We were so proud to have paintings of children with rare disorders at our 2017 film festival thanks to Beyond the Diagnosis. We never gave a thought to which rare diseases might be represented or whether the depiction might look flattering or disturbing. The broad spectrum of rare disease experience is what our event is all about. We hope our selections of films do that too. Some feel more optimistic others get darker with revealing depictions of the struggles for patients and families.
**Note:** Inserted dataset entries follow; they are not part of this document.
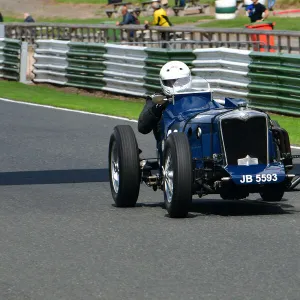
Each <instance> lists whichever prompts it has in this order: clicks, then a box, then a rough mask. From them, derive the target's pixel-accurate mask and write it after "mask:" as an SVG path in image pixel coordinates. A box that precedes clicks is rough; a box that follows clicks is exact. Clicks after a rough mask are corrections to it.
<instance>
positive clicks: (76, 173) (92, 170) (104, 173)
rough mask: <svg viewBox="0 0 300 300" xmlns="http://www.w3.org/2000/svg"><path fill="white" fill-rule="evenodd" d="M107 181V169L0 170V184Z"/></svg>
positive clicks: (21, 183) (20, 183)
mask: <svg viewBox="0 0 300 300" xmlns="http://www.w3.org/2000/svg"><path fill="white" fill-rule="evenodd" d="M86 182H109V174H108V169H72V170H43V171H19V172H0V185H31V184H62V183H86Z"/></svg>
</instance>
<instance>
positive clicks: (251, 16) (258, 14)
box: [246, 0, 269, 23]
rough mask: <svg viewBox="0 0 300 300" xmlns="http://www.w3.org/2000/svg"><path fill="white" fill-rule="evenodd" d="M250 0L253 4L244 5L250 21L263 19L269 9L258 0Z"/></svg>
mask: <svg viewBox="0 0 300 300" xmlns="http://www.w3.org/2000/svg"><path fill="white" fill-rule="evenodd" d="M251 1H252V2H253V4H251V5H248V6H247V7H246V10H247V12H248V17H249V18H250V20H251V23H254V22H261V21H264V20H265V19H266V18H267V17H268V16H269V11H268V10H267V9H266V7H265V6H264V5H262V4H261V3H259V2H258V0H251Z"/></svg>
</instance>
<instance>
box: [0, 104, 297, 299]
mask: <svg viewBox="0 0 300 300" xmlns="http://www.w3.org/2000/svg"><path fill="white" fill-rule="evenodd" d="M0 114H1V117H0V128H1V130H0V142H1V144H0V145H1V164H0V166H1V171H0V190H1V196H0V236H1V243H0V262H1V263H0V299H3V300H21V299H22V300H32V299H42V300H48V299H49V300H56V299H71V300H75V299H80V300H81V299H84V300H88V299H112V300H115V299H163V300H166V299H172V300H174V299H222V300H225V299H226V300H227V299H228V300H233V299H242V300H244V299H253V300H257V299H264V300H267V299H272V300H275V299H278V300H283V299H289V300H290V299H295V300H298V299H299V295H300V229H299V228H300V192H299V190H298V191H294V192H289V193H286V194H285V198H284V200H283V201H282V202H281V203H280V204H266V203H262V202H260V201H259V196H258V195H254V197H251V198H249V199H248V200H247V201H239V202H234V201H224V200H220V199H219V197H217V196H206V197H204V198H203V199H195V200H194V202H193V205H192V207H191V213H190V217H189V218H187V219H181V220H176V219H170V218H168V217H167V215H166V211H165V210H164V209H163V208H162V199H163V198H162V194H161V193H160V192H153V191H152V190H150V189H149V188H147V187H145V186H142V187H141V192H140V198H139V203H138V205H137V207H135V208H130V209H118V208H116V207H114V206H113V205H112V198H111V195H110V188H109V183H108V170H107V168H108V164H107V151H108V140H109V136H110V133H111V131H112V128H113V127H114V126H115V125H116V124H124V123H126V121H122V120H116V119H110V118H107V117H99V116H90V115H84V114H79V113H75V112H66V111H59V110H53V109H49V108H42V107H34V106H28V105H23V104H16V103H8V102H3V101H0ZM130 124H131V125H132V126H133V128H135V129H136V123H130ZM138 142H139V145H140V147H141V148H142V149H143V151H144V152H143V154H144V155H145V156H153V155H154V138H153V136H152V135H148V136H141V135H138ZM294 153H297V151H295V152H294ZM298 154H300V151H298ZM297 162H298V166H297V167H296V169H295V170H294V172H296V171H297V172H298V173H300V160H298V161H297ZM299 188H300V186H299Z"/></svg>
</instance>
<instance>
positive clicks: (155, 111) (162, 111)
mask: <svg viewBox="0 0 300 300" xmlns="http://www.w3.org/2000/svg"><path fill="white" fill-rule="evenodd" d="M165 107H166V106H165V105H164V104H155V105H153V106H152V113H153V114H154V115H155V117H157V118H160V117H161V115H162V112H163V110H164V109H165Z"/></svg>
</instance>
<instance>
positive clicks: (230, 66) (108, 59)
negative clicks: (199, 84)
mask: <svg viewBox="0 0 300 300" xmlns="http://www.w3.org/2000/svg"><path fill="white" fill-rule="evenodd" d="M35 59H36V63H35V65H34V68H35V71H34V72H35V74H36V77H35V79H34V81H35V82H49V83H55V84H61V85H68V86H74V87H79V88H91V89H100V90H104V91H110V92H114V93H121V94H127V95H133V96H146V95H147V94H151V93H153V92H156V91H160V83H159V76H158V75H159V71H160V68H161V67H162V66H163V65H164V64H165V63H166V62H168V61H170V60H180V61H183V62H185V63H186V64H188V65H189V67H190V68H191V70H192V74H193V75H196V76H201V77H203V78H205V79H207V81H208V82H209V83H210V84H211V87H212V90H213V92H214V94H215V96H216V97H218V98H220V97H224V96H227V97H242V98H246V99H248V100H249V102H250V105H252V106H255V107H259V108H263V109H267V110H269V111H275V112H282V113H288V114H293V115H299V116H300V89H299V87H298V86H299V82H300V79H299V78H300V77H299V75H300V71H299V70H300V55H288V54H274V53H263V52H251V51H247V50H237V49H228V48H215V49H196V50H167V49H160V48H147V47H138V46H128V45H114V44H99V43H97V44H95V43H75V42H66V41H54V40H52V41H49V40H46V41H45V40H41V41H37V49H36V53H35Z"/></svg>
Recently a scheduled Beyond the Diagnosis exhibit ran into problems because in the view of the hosting facility one of the painting's portrayal of a rare disease child might be “distressing” to viewers. Admirably the organizers of Beyond the Diagnosis took a stance of show all of the paintings or none of them. This is a powerful example of the slogan “alone we are rare, together we are powerful”.

Perhaps all of the above just amounts to this: we need to share the bad with the good.